Unrealized gains on loans and financing receivables, net increased $3.6 million, or 118.3%, compared to the year ended December 31, 2024, primarily due to the reversal of unrealized losses associated with loan sales and restructurings.

There were no charge-offs on loans carried at fair value for the year ended December 31, 2025, compared to $3.3 million of charge-offs for the year ended December 31, 2024. The portfolio that incurred the charge-offs during 2024 was subsequently sold.

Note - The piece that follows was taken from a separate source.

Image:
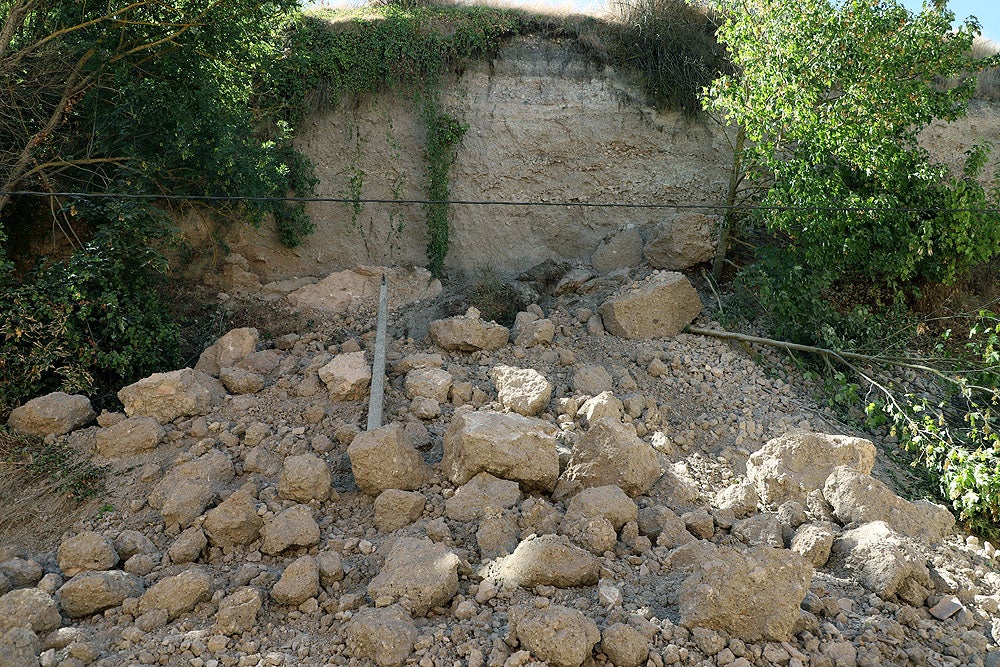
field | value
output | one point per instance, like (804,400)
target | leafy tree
(829,99)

Other non-interest income was $27.1 million for the year ended December 31, 2025, an increase of $20.5 million, or 311.5%, compared to the year ended December 31, 2024, primarily due to solar loan servicing and administration fees related to the solar servicing business acquired during the third quarter of 2025, net fees earned on FHA/HUD originations, and a loss on OREO during 2024.

Non-interest Expense

The following table presents non-interest expense for years ended December 31, 2025 and 2024 and the change between periods, by major component:

For the Years Ended December 31,
(dollars in thousands) 2025 2024 $ Change % Change
Compensation and benefits $	127,112 $	110,356 $	16,756 15.2	%
Information technology 26,918 22,267 4,651 20.9	%
Professional fees 15,891 20,809 (4,918) (23.6)	%
Loan administration and servicing 8,495 6,153 2,342 38.1	%
Advertising and marketing 6,244 9,913 (3,669) (37.0)	%
FDIC insurance 5,032 9,967 (4,935) (49.5)	%
Other non-interest expense 18,932 20,525 (1,593) (7.8)	%
Total non-interest expense $	208,624 $	199,990 $	8,634 4.3	%

Total non-interest expense was $208.6 million for the year ended December 31, 2025, an increase of $8.6 million, or 4.3%, compared with the year ended December 31, 2024, primarily due to an increase in compensation and benefits and information technology expenses, partially offset by a decrease in professional fees.